Back now from finding a Chandler opener:
"There was a desert wind blowing that night. It was one of those hot dry Santa Anas that come down through the mountain passes and curl your hair and make your nerves jump and your sking itch. On nights like that every booze party ends in a fight. Meek little wives feel the edge of the carving knife and study their husbands' necks. Anything can happen. You can even get a full glass of beer at a cocktail lounge."-- "Red Wind" (opening paragraph)

"Down these mean streets a man must go who is not himself mean, who is neither tarnished nor afraid. He is the hero, he is everything. He must be a complete man and a common man and yet an unusual man. He must be, to use a rather weathered phrase, a man of honor, by instinct, by inevitability, without thought of it, and certainly without saying it. He must be the best man in his world and a good enough man for any world."--"The Simple Art of Murder" (essay)
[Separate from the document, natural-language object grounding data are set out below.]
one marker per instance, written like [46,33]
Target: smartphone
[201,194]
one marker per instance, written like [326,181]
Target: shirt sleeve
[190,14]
... and there's plenty more where they came from.
This this the man whose work gave Joni Mitchell 'the hissing of summer lawns"

Pavlov's Cat said...

Well indeed, I love him myself.

'It must have been Friday because the fish smell from the Mansion House coffee-shop next door was strong enough to build a garage on. Apart from that it was a nice warm day in spring, the tail of the afternoon, and there hadn't been any business in a week. I had my heels in the groove on my desk and was sunning my ankles in a wedge of sunlight when the phone rang. I took my hat off it and made a yawning sound into the mouthpiece.'

TimT said...

I was everything the well-dressed private detective ought to be. I was calling on four million dollars.

Those two sentences, right there, may have been what first hooked me to Chandler.

If grammar gets you into trouble, then it would get me a death sentence. But this post did get me thinking about how often the greatest quotes contain little else but simple, functional words like 'am', 'was', 'the'. For instance - 'I am what I am'. 'I am not what I am.''To be or not to be'. 'Never, never, never, never, never'. Shakespeare was so good at this that he could write whole passages containing simple, functional one- or two-syllable words. In his sonnets, he more or less succeeded in treating his own name in this way.

The text-dating game sounds jolly fun, and I may very well have to do a blog version sometime.